Welcome to IAP from the land of the kangaroos...!

Well, I see from where you are coming from and yes, you can hand made many of the tools and accessories used for pen turning, as for its, accuracy, consistency, durability, safety and workability, well..., that can be questionable...!

Many people that want to start pen turning and have little or no budget, has to resort to the imagination and what they have around them, an electrical drill is a very versatile piece of equipment and quite useful for pen turning, your jig is only one of many that I saw, and a couple of years ago, I had a fellow that asked if I could help him to get some regular square pen blanks into round blanks, not having to buy a wood lathe and all the expensive gouges/chisels associated with wood turning, he said that he had an electric drill and not much more.

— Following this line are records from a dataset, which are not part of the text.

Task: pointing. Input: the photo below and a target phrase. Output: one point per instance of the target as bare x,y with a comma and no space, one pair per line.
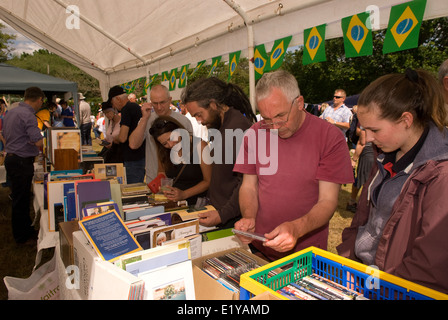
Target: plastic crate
372,283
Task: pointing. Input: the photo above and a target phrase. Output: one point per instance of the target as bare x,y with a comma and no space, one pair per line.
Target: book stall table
371,283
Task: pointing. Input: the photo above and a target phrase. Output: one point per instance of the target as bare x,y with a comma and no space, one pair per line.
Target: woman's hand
174,194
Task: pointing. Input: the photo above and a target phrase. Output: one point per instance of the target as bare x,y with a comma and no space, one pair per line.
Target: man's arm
248,199
285,236
138,135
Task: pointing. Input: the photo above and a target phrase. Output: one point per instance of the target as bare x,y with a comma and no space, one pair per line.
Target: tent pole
250,46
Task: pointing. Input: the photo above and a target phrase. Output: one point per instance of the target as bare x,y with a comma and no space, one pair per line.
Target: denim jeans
86,134
20,173
135,171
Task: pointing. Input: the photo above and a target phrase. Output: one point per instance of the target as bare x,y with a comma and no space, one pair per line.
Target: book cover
174,282
91,191
109,235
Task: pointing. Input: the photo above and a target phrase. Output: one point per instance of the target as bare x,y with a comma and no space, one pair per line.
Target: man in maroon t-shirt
291,198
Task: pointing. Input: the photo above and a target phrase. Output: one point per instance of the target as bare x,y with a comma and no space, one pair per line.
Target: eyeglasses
280,123
157,126
155,104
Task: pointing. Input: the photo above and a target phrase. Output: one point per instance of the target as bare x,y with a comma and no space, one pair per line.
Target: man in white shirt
160,102
338,114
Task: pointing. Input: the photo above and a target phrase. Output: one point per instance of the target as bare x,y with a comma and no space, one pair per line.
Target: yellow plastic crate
372,283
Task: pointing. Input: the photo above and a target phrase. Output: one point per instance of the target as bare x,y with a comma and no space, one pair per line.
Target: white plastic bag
43,284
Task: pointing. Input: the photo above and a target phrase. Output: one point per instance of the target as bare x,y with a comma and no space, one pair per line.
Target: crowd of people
392,146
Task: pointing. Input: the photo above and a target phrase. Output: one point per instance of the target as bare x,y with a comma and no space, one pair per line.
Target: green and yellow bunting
234,59
199,66
172,79
183,76
260,60
404,26
165,76
149,83
278,52
215,62
314,45
129,87
357,34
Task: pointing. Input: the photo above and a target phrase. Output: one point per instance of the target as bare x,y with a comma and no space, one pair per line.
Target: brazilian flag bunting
314,45
357,33
260,61
199,66
165,76
404,26
183,76
148,83
234,58
129,87
215,62
172,79
278,52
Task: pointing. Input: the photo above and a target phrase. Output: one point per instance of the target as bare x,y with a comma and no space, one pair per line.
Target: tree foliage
317,81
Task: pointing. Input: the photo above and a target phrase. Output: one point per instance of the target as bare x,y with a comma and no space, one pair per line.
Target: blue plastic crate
372,283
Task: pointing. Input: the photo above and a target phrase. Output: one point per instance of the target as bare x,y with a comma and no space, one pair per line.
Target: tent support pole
250,48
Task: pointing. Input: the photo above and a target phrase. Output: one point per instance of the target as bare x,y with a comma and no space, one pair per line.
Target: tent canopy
14,80
119,41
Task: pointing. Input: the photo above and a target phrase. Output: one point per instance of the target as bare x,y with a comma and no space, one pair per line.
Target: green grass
19,260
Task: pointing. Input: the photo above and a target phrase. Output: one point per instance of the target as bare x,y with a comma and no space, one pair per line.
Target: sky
21,44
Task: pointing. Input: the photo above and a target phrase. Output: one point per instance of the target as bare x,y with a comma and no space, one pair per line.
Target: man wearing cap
131,113
84,120
23,141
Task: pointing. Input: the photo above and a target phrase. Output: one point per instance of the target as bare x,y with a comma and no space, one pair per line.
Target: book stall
119,241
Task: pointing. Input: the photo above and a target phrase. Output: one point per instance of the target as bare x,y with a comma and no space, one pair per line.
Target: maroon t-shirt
289,171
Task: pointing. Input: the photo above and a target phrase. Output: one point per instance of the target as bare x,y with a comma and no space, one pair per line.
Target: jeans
20,173
86,134
135,171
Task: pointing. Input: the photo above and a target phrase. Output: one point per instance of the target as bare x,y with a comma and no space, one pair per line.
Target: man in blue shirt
23,142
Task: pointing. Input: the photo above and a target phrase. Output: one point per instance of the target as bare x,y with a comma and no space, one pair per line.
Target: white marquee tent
117,41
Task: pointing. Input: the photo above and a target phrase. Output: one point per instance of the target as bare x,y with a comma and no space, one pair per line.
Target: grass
19,260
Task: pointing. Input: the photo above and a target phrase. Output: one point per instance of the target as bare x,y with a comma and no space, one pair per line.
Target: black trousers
86,134
20,173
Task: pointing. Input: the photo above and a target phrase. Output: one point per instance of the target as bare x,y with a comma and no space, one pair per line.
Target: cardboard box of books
208,279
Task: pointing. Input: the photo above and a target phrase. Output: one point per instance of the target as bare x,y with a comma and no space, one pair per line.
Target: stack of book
315,287
228,268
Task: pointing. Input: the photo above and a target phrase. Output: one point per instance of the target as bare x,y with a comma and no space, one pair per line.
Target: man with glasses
160,102
338,114
291,207
131,113
23,142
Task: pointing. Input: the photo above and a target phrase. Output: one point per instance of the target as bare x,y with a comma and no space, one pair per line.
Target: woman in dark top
183,161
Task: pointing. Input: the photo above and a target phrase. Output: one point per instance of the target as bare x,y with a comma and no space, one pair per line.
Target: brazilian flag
234,58
357,34
278,52
183,76
404,26
148,83
314,45
172,79
215,62
165,76
260,61
198,66
129,87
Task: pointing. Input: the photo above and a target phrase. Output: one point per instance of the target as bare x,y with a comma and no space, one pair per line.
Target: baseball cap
115,91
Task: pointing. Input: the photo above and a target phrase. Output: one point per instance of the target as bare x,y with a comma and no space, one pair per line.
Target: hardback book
109,235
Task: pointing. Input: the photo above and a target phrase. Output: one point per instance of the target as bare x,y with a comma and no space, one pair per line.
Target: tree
6,40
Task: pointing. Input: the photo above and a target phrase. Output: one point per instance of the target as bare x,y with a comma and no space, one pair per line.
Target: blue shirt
21,132
68,122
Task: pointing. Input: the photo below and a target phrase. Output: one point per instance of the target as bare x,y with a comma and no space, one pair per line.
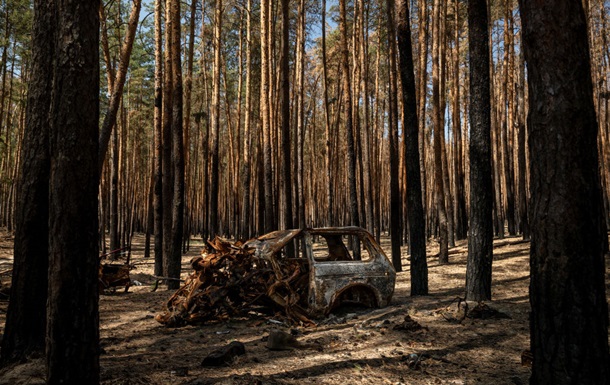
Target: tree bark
24,332
415,210
569,318
158,130
439,193
72,341
215,129
119,82
175,256
480,238
349,126
285,166
395,206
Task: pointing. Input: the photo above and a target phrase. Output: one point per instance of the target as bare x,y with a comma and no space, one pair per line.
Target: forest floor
362,346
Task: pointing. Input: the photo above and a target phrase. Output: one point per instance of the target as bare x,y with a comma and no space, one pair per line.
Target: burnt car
293,275
331,274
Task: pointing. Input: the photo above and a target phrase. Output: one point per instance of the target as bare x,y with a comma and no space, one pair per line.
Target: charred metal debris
295,276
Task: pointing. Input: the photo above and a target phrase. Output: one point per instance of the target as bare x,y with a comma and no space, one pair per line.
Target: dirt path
364,347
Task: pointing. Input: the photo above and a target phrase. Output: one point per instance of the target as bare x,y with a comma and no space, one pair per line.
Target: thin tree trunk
395,206
246,170
158,130
439,194
480,238
119,82
285,166
24,332
569,318
72,342
415,210
215,129
175,257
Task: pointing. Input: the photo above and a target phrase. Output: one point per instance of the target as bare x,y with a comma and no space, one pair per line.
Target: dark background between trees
235,118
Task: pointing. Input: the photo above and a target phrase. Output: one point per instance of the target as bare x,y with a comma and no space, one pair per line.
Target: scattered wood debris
484,311
230,280
409,325
225,355
113,273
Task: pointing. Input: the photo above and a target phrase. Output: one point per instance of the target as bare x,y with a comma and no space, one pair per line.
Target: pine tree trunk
480,238
569,318
349,126
285,166
395,205
175,256
24,332
439,193
158,130
415,210
72,342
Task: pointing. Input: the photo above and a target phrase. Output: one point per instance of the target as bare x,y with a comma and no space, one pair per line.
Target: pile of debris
230,280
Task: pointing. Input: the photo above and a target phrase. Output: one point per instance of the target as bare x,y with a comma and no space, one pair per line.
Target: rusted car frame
336,276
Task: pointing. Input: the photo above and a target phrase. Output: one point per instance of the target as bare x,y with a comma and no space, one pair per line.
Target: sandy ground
363,346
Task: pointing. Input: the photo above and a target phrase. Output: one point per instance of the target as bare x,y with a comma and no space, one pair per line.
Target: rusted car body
336,275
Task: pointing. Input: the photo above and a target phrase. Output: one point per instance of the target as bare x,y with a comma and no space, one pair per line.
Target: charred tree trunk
569,319
175,256
158,129
24,332
395,206
480,238
349,126
72,342
439,193
415,210
285,166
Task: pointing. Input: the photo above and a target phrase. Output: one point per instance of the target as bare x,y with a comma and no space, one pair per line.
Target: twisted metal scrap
230,280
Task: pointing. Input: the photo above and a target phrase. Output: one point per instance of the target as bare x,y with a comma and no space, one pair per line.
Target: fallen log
230,280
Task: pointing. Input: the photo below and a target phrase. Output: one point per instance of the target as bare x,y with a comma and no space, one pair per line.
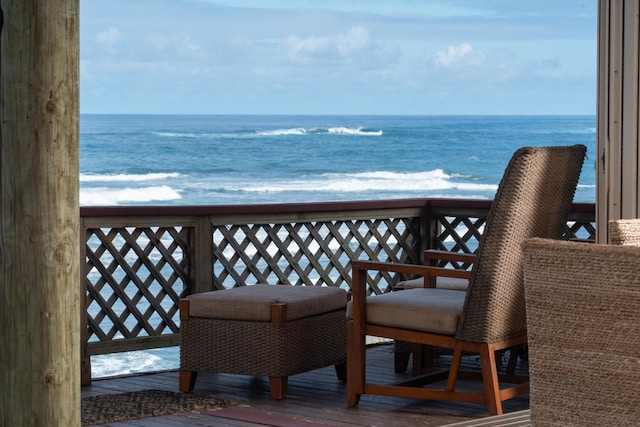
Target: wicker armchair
624,232
533,200
583,317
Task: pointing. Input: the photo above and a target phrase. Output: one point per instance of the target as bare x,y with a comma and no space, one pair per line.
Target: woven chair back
534,199
624,232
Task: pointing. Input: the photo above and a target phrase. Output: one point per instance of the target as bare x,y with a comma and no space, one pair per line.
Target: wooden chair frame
492,395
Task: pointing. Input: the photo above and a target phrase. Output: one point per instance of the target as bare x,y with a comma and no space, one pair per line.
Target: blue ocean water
199,160
195,160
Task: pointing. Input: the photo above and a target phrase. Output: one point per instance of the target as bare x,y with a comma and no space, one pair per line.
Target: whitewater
211,160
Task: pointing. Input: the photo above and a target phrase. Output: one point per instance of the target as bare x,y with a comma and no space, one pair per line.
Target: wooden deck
314,399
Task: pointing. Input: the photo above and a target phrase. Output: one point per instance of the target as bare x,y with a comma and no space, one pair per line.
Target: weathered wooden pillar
39,215
618,145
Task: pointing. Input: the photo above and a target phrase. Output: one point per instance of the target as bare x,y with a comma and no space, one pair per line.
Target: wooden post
618,137
39,214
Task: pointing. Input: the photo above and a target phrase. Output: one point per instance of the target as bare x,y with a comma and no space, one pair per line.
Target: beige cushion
452,283
421,309
254,302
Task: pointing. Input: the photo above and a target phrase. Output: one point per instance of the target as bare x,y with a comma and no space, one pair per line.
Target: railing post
85,360
203,255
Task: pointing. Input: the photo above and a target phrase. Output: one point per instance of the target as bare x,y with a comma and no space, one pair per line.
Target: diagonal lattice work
311,253
135,278
138,262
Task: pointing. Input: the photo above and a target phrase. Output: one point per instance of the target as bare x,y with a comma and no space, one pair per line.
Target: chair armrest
431,255
361,267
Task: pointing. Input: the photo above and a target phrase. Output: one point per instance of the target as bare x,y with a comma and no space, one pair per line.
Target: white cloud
462,54
303,50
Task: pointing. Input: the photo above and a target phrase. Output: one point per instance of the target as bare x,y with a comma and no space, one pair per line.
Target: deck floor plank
315,397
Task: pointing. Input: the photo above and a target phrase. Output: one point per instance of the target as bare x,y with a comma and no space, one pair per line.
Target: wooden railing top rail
298,208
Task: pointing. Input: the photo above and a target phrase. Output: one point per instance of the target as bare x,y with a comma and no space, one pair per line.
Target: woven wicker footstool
263,330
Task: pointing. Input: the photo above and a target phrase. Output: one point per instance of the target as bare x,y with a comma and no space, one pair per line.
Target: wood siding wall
618,111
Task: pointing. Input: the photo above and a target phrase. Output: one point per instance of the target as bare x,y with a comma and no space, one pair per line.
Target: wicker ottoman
263,330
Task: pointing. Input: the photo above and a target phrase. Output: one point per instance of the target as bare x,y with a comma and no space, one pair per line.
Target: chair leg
278,387
187,380
356,361
341,371
401,361
490,379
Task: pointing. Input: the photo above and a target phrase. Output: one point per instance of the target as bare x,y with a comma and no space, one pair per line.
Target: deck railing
139,261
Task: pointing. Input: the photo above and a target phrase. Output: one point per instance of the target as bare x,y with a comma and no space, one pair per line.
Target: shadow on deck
314,398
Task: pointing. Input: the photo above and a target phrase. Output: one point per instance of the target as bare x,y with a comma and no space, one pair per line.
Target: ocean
212,160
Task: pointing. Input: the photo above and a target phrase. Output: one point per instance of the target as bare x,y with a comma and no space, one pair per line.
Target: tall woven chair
583,316
624,232
533,200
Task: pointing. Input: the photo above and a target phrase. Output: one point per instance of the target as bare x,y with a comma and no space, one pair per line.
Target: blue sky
338,56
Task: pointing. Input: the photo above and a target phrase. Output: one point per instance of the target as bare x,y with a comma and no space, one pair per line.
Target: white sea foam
357,131
126,177
436,180
105,196
332,130
134,361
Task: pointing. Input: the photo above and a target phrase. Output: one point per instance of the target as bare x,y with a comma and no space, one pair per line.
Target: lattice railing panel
136,276
310,253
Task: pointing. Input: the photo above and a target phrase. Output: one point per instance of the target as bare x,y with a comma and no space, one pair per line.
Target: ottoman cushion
254,302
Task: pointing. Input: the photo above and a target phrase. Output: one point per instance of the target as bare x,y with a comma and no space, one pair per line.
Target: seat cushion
421,309
453,283
254,302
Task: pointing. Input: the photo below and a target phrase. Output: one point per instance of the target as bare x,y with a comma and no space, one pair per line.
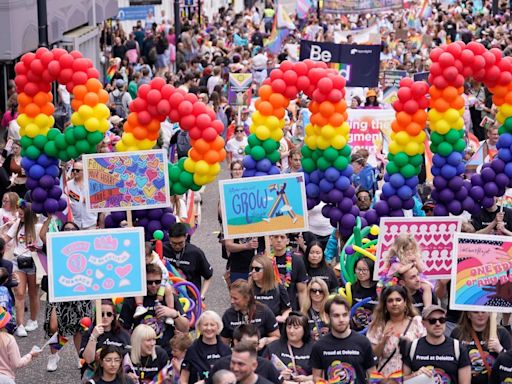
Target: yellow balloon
189,165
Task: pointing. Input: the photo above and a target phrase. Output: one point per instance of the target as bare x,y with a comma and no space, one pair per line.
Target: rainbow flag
57,341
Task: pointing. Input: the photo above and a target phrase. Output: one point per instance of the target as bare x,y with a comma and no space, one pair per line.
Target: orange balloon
48,109
217,144
32,110
336,119
79,91
91,99
211,157
265,92
327,109
265,108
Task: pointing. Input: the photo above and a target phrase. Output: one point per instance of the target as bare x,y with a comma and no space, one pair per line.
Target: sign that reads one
265,205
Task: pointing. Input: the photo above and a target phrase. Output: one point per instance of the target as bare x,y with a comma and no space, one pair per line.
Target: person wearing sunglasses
267,290
473,331
157,312
109,332
76,192
393,317
442,358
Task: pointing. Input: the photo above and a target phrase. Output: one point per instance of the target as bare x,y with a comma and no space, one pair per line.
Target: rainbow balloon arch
326,154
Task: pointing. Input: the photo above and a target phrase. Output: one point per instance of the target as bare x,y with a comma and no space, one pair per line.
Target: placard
265,205
481,273
122,181
97,264
434,236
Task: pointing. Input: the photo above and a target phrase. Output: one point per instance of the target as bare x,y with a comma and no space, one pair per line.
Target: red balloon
325,85
157,83
153,97
185,108
163,107
203,121
209,134
278,86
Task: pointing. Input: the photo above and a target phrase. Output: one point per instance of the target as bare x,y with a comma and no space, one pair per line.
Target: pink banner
434,236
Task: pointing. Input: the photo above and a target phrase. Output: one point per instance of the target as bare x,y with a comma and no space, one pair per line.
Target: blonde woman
314,307
147,358
267,290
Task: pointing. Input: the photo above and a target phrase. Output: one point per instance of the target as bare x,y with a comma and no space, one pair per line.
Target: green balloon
444,149
323,164
391,168
60,142
53,133
460,145
80,132
186,179
258,153
416,160
308,165
408,171
253,140
401,159
331,154
32,152
452,136
82,146
274,157
341,163
51,149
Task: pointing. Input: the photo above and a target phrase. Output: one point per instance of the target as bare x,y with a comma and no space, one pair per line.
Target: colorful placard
126,181
264,205
434,236
481,273
89,265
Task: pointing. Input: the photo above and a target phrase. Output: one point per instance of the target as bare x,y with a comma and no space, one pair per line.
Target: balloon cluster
450,65
405,150
154,103
43,145
150,219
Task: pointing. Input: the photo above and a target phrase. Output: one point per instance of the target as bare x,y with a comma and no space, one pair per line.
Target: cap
5,317
431,309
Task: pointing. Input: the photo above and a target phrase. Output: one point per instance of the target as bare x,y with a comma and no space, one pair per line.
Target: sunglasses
434,320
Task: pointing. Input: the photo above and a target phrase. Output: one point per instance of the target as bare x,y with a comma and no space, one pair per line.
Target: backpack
183,144
7,302
120,110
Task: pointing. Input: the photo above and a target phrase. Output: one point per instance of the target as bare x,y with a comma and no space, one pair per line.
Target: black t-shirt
148,367
276,299
263,318
301,355
440,357
164,332
363,314
326,274
502,369
191,261
265,369
201,357
298,275
345,359
478,369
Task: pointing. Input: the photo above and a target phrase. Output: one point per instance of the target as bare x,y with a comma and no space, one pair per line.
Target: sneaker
139,311
53,360
21,331
31,325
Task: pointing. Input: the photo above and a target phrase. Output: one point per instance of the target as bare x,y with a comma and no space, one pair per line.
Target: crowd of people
285,323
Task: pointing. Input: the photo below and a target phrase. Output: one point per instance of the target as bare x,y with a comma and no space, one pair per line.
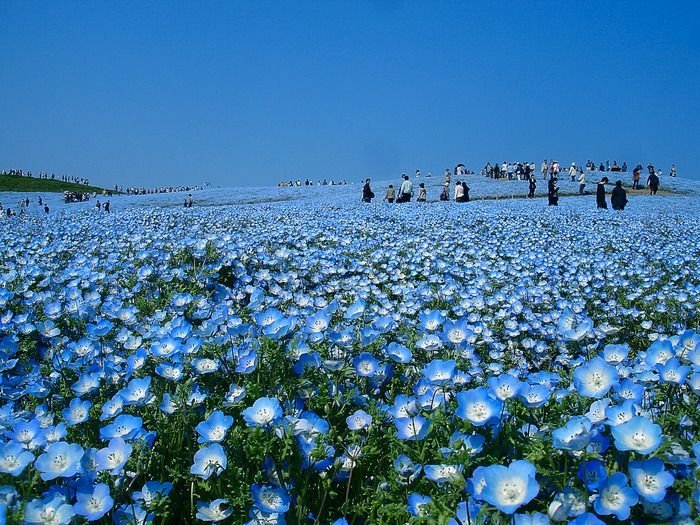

I made up a prototype just to demonstrated what could be done, I never shown this to anyone but I reckon, this is a good opportunity to do so, and is it, here

Cheers
George


----------



## edstreet (Nov 17, 2013)

This is reinventing the wheel with not much accuracy


----------



## OZturner (Nov 17, 2013)

Hi Dave, and welcome from Sydney Australia.
I would add to the other comments re safety etc., and suggest that I would also like to see the drill restrained down against the Board.
There is a section of the drill that is round just behind the chuck, which is intended and ideal to hold it, and so prevent the drill from lifting.
Better still, look at using your lathe. 
We would like you to be with us for a long time with all your fingers and hands intact.
Brian.


----------



## DrDave2k (Nov 19, 2013)

*still a money issue*



Curly said:


> Okay for me to view on my mac, but I feel since you have a lathe using it for drilling blanks is a better option. Welcome to IAP too.



As near as I can tell that would require pen jaws and a chuck which cost money I don't want to spend.


----------



## DrDave2k (Nov 19, 2013)

Thanks to all for the safety concerns. And now that you point it out I totally agree that some type of clamp on the blank and on the drill would make the rig much safer and probably more accurate as well. Look like modifications will be forthcoming.


----------



## DrDave2k (Nov 19, 2013)

You see I am all about "CHEAP". My lathe I bought used from a friend for $75, my table saw from a different friend fro $50. My band saw and miter saw are the only 2 new tools in my shop and those were the cheapest I could find to buy with gift cards I received for Christmas.


----------